São Francisco Square (Praça São Francisco) is a historic plaza in São Cristóvão, Sergipe, Brazil. The square, or praça, is an open space surrounded by Portuguese colonial-period buildings such as the Church and Convent of Santa Cruz (São Francisco Church), the Misericórdia Hospital and Church, the Provincial Palace and buildings from later periods. The complex is a well-preserved example of both the Spanish colonial and the Portuguese Franciscan architecture of north-eastern Brazil.

São Francisco Square is a stone-paved, open space measuring 73 m by 51 m. Its configuration reflects both Spanish and Portuguese influence, being organized as a plaza mayor, the typical public space of Spanish colonial cities, following the prescriptions of the Codigo Philippino, a code of laws introduced by the Iberian Union of Spain and Portugal in 1603. The urban design of the city developed along the colonial Portuguese model after the end the union in 1640. The square represents a rare example of the fusion of colonial Spanish and Portuguese city planning. São Francisco Square is ringed by religious, administrative, and residential structures; in time additional religious and residential structures were constructed just beyond the square proper.

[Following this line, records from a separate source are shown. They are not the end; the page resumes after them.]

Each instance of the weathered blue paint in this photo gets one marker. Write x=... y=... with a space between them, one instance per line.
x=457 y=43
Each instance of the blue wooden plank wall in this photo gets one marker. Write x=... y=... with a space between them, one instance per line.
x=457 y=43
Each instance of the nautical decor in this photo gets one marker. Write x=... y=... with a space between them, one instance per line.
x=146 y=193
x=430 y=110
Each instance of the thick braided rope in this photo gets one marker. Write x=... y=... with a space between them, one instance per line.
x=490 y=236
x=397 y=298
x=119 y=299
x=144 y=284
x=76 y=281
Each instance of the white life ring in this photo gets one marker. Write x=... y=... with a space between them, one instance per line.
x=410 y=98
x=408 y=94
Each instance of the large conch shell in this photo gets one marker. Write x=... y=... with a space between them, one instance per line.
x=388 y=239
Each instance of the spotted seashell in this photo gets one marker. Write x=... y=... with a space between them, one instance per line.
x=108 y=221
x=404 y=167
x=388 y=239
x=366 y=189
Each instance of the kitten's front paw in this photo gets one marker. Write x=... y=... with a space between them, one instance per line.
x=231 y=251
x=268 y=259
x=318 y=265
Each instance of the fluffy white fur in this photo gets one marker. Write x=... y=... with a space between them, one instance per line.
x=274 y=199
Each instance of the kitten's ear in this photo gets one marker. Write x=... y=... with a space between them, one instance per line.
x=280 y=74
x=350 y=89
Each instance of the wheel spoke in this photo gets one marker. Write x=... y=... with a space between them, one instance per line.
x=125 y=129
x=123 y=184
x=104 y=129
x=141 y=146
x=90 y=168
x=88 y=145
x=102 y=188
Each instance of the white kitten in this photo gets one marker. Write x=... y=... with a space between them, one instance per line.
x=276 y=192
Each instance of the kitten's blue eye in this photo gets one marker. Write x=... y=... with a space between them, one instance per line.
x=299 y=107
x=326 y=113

On August 1, 2010 the site, which covers 3 ha, was selected as a World Heritage Site by UNESCO. It is managed by a regional office of the National Institute of Historic and Artistic Heritage (IPHAN) and the municipal government.

==History==

São Cristóvão was divided into two distinct zones: the lower city, or cidade baixa, where the port, factories and popular houses were located; upper city, or cidade alta, located on the top of a hill. São Francisco Square developed as the focal point of the upper city, and came to house headquarters of colonial civil, military, and religious institutions. It also offered a strategic military vantage point to monitor the lower city, the land regions around São Cristóvão, and the Atlantic Ocean coast.

São Cristóvão was invaded by the Dutch in 1634 as part of the Dutch invasion of Brazil. Luso-Spanish troops, under the command of the Count of Bagnoli, destroyed crops, scattered cattle, and called for the population to desert. The Dutch, who found a semi-deserted city, completed the destruction of both São Cristóvão and structures around the square. In 1645,

The Dutch were expelled from Sergipe in 1645 and left the city in ruins. The captaincy of Sergipe was annexed to Bahia at the end of the 17th century and São Cristóvão becomes the regional administrative center, with its administrative buildings centered around the square. The city and plaza were attacked by both inhabitants of Vila Nova, who objected to Portuguese tax collection; and an invasion in 1763 by mocambos, or fugitive Afro-Brazilian slaves, and indigenous peoples.

==Access==

São Cristóvão Square is located 26 km from the state capital of Aracaju. Most of its historic buildings are open to the public and can be visited.